You may recall I talked recently about the swarm of Pheasants that stroll through the village of Glympton on the way home from London that triggered the delve into tongue twisters.
At first I was quite taken with all the baby and adult pheasants strolling across the road and duly slowed to a crawl to ensure that I did them no harm. Then just when you think you have safely passed all the danger you round the corner and have to re-slam the brakes as another family of pheasants decided to risk it all and hop in front of your car.
This routine of handbag flying off my car seat to save the pheasant has now too regular an occurrence to be described as cute.

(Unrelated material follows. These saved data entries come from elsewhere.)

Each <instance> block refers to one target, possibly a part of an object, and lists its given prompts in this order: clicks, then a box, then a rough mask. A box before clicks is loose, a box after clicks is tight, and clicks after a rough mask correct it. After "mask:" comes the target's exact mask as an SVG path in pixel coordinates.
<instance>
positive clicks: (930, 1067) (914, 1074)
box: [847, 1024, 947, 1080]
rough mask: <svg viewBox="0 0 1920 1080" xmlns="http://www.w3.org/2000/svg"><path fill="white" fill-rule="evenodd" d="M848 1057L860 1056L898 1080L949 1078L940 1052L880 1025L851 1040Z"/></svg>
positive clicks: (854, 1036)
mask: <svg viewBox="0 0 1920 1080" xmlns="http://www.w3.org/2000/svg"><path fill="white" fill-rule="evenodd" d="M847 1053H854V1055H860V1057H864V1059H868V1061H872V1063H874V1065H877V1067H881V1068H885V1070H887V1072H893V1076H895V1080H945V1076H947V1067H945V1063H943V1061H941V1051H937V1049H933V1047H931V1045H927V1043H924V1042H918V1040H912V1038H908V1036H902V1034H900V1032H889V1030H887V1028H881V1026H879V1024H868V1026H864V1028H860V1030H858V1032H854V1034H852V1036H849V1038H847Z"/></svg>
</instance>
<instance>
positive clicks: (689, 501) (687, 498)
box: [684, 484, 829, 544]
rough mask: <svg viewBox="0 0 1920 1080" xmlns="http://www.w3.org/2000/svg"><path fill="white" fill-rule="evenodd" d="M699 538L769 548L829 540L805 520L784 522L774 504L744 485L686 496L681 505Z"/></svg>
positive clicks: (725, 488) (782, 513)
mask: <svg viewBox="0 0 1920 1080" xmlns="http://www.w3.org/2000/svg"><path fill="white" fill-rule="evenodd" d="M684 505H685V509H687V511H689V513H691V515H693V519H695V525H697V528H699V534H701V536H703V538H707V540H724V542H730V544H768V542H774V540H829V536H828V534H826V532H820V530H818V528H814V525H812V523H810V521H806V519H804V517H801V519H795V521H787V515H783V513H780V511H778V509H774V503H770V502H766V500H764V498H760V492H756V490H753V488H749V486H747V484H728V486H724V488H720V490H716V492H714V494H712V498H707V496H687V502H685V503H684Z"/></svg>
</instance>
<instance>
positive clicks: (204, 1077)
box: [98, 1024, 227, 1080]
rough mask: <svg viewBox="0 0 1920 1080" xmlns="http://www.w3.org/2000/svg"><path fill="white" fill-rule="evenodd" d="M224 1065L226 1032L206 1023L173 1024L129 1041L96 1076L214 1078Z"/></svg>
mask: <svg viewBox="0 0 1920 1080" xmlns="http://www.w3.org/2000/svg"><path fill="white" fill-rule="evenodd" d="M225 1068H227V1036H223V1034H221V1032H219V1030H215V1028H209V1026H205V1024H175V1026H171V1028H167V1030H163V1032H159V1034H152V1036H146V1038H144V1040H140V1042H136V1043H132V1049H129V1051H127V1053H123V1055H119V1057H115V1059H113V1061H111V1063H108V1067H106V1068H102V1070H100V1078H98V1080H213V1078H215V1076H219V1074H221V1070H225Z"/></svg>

I have noticed this week that their numbers are dwindling greatly and I see daily the evidence of their lack of road awareness. Yesterday, one looked me right in the eye while eating some feast they found on the road. When seeing my presence, it just shrugged and carried on with the meal.
Why are they not getting out of the way? How stubborn and stupid is this bird? Or is the fact that 90% of them are bred for being chased and shot at just giving them an air of “who cares – death wish it is?”
Some birds are among the smartest animals in the world. The smartest of the smart are — parrots, crows, ravens, jackdaws, jays, nutcrackers, magpies.
Controlled studies and thousands of hours of observations in the wild show how remarkably advanced these birds are in their problem-solving skills.
The term ‘bird brain’ is often used as a derogatory term for a person of diminished intellect. Perhaps this is where the Pheasant comes in?
According to Dr. Joah Madden and his team the pheasants level of ability changes depending on where they have been raised. Much in a similar way that humans react to their environment while growing up.
Commonly pheasants are raised on open grass runs from 2 weeks of age. The team found when they provided a 3rd dimension of perches and off ground obstacles and the growing birds developed stronger legs and increased their spatial memory and awareness.
As a result, the pheasants were more likely go up into the trees to roost out of the way of danger. Consequently, they were less likely to be killed by predators both mammals and cars.
Perhaps I should all start doping raisins to save the pheasant from their inevitable fate on the Roads of Glympton much like Danny and his father in the wonderful Roald Dahl book Danny Champion of the World.
Until then, we will all continue to slam the brakes on to avoid the pheasant with the death wish that didn’t grow up with perches in their environment.